O motim policial militar que desatou-se no Ceará e em João Pessoa, na Paraíba, são reveladores da crise geral de decomposição do velho Estado. Crise política-institucional e que avança no sentido da crise militar, com quebra de hierarquia e da unidade de mando. Essa situação de fissura dentro das instituições policiais-militares ocorre em todo o país, de forma desigual, com perspectivas a aprofundar-se, tendo como elemento impulsionador a extrema-direita, que procura explorar tais contradições visando angariar influência.
Em pelo menos 12 estados da União há pressão das patentes subalternas das polícias militares e outras forças policiais pelo aumento do soldo. Em cinco destes estados já ocorreram atos em fevereiro. Além do Ceará e Paraíba, a situação avança no Espírito Santo, onde em 2017 um motim foi desatado reivindicando aumento no soldo e pôs em apuros todo o estado.

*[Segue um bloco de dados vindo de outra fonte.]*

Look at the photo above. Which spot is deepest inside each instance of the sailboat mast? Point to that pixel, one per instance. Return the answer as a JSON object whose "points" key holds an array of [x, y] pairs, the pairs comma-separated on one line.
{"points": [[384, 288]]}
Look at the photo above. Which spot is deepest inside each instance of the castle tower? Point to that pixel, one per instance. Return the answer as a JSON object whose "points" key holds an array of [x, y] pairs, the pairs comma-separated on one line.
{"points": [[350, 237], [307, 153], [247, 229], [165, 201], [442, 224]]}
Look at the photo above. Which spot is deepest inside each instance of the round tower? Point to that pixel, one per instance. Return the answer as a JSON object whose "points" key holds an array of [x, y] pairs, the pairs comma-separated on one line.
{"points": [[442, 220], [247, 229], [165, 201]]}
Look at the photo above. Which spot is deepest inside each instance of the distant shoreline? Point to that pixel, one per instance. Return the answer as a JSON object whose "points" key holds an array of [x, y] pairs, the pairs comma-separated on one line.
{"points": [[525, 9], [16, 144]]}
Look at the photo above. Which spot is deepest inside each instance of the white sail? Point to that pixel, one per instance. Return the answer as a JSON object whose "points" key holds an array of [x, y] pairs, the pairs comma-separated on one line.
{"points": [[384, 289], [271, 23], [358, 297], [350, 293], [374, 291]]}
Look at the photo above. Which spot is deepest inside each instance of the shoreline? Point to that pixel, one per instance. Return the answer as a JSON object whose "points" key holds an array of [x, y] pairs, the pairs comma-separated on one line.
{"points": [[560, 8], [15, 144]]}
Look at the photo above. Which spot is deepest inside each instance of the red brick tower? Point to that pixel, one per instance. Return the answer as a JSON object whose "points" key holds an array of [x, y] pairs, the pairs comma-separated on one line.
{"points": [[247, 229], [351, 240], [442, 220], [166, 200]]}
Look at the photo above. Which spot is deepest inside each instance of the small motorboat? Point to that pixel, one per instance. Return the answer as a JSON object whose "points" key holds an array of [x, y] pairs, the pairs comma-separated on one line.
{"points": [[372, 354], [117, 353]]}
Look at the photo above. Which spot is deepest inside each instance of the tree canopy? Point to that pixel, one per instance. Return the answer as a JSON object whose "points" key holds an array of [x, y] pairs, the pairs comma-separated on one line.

No ES, no início do mês, mais de 1,5 mil pessoas, dentre agentes e familiares, reuniram-se em Vitória pressionando por aumento no rendimento. O governo do reacionário Renato Casagrande/PSB já havia proposto um aumento de 35% no soldo, a ocorrer gradualmente ao longo de quatro anos, mas foi rejeitado pela instituição, apesar de a proposta ser generosa e estar acima do reajuste dado ao restante dos funcionários públicos estaduais.
O próprio secretário estadual de governo, Tyago Hoffmann, percebendo a politização ultrarreacionária da pauta, afirmou que as entidades representativas dos soldados não devem ser “usadas como massa de manobra”.
Na PB, os policiais militares reunirem-se às dezenas em atos por aumento do soldo. O próprio presidente da Associação de Defesa das Prerrogativas dos Delegados de Polícia afirmou que há políticos apoiando suas reivindicações, mas não citou nomes.
No Piauí, Pernambuco e Alagoas a movimentação de militares e policiais em geral está crescendo, obrigando os governos a incrementar seus ganhos. O governo estadual do PI aumentou em 50% o bônus para quem participa de operações especiais, reajuste acima da própria inflação. Em Sergipe, a Polícia Civil paralisou por 24h suas atividades no dia 19/02.
Entre os policiais militares há movimentações reivindicativas também em Santa Catarina, Mato Grosso do Sul, Tocantins e Rondônia.
Extrema-direita à frente
Especialmente no CE fica evidente a politização. Um dos líderes daquele movimento – que, é certo, tem raízes econômicas e mobiliza por isso os militares – é o vereador Sargento Ailton que, inclusive, estava aquartelado no 3º Batalhão da PM de Sobral, junto aos militares rebelados, quando o senador Cid Gomes foi alvejado por dois tiros. Sargento Ailton é um ativo elemento da extrema-direita bolsonarista.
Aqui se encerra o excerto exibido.